Control Someone's Behavior for an Hour with Mod My Life

This has to be the most amusing website I’ve come across for quite sometime. Mod My Life is a twist on the lifecasting idea pioneered by JustinTV. Whereas with JustinTV you can eavesdrop into the lives of dozens of people, and chat with them if you like as well, Mod My Life lets you to watch people’s lives for hour-long segments at a time and command them to do things.

The word “lives” should be put in quotes because these are actually performers (actors, improve artists, comedians, etc.) who have volunteered to give up control of their behavior to an internet audience. The site has been out as public beta since launching at the NY Video Meetup this past Monday, although currently they hold only one or two sessions, or modcasts, per day. The next will transpire at 8pm ET tonight.

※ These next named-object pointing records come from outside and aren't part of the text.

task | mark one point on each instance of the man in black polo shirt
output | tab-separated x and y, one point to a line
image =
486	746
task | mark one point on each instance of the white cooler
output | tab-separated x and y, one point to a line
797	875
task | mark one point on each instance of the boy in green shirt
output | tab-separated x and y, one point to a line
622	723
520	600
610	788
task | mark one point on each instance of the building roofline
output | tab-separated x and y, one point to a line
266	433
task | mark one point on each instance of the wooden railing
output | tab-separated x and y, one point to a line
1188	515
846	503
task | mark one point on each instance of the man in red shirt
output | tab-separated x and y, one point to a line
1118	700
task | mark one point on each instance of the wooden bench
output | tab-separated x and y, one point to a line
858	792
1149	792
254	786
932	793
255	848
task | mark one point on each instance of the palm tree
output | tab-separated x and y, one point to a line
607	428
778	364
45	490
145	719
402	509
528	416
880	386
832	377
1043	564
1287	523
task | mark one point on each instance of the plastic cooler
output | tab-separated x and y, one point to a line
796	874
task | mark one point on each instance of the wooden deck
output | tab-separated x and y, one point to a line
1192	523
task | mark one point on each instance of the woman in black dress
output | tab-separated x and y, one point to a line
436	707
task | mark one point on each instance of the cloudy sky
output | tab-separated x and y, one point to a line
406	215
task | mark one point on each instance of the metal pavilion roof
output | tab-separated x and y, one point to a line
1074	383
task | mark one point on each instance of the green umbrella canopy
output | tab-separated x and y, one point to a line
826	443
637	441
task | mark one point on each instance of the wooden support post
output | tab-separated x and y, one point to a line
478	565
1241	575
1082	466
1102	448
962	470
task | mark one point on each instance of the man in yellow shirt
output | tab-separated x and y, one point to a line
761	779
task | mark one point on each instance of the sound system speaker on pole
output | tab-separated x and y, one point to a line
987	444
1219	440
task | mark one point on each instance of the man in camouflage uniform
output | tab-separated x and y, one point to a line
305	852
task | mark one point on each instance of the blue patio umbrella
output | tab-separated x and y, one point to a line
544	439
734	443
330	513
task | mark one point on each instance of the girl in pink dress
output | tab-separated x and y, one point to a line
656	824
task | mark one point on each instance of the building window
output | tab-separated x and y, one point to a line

I sat in on a modcast yesterday evening and was very impressed by the modstars’ intent on carrying out their instructions faithfully. I first watched a guy named Wilder roam a crowded mall and undertake the antics suggested to him by the handful of spectators on the site. Soon after submitting “do the robot”, there he was on my screen doing the robot in real time and around real people who had no clue he was being controlled by the internet. Among other submitted instructions were “tell someone ‘dude you gotta heal me, I’m losing life points!'” and “cry like a little kid: I wost my mommy! I can’t find my mommy!”. The organizers of Mod My Life relayed the top suggestions to the modstar every few minutes via cell phone, and we could watch him carry the instructions out in both first-person and third-person camera views.

The second modstar, named Micah, walked the streets of New York City trying to get strangers to sing with him, a street vendor to sell his entire street-side store, and a cab driver to take him only one block down the road. We’ve embedded a video segment of his modcast below where he asks strangers to rate him on a scale of 1-10.

Co-founder Andrew Keidel says that the site currently has 20 recurring modstars and about 100 people from a variety of countries interested in performing, currently for free but in the future with compensation. He foresees increasing the number of modcasts per day, as well as the number of locations. The most visitors to the site at one time has been 50 but they’ve built the site with an eye for scalability, so they hope to host potentially thousands of spectators at a time. Future features will include an archive section for past modcasts, various types of embeds (for recorded clips and for watching live performances elsewhere on the web), profile pages for modstars, and themes for modcasts so they aren’t always completely random.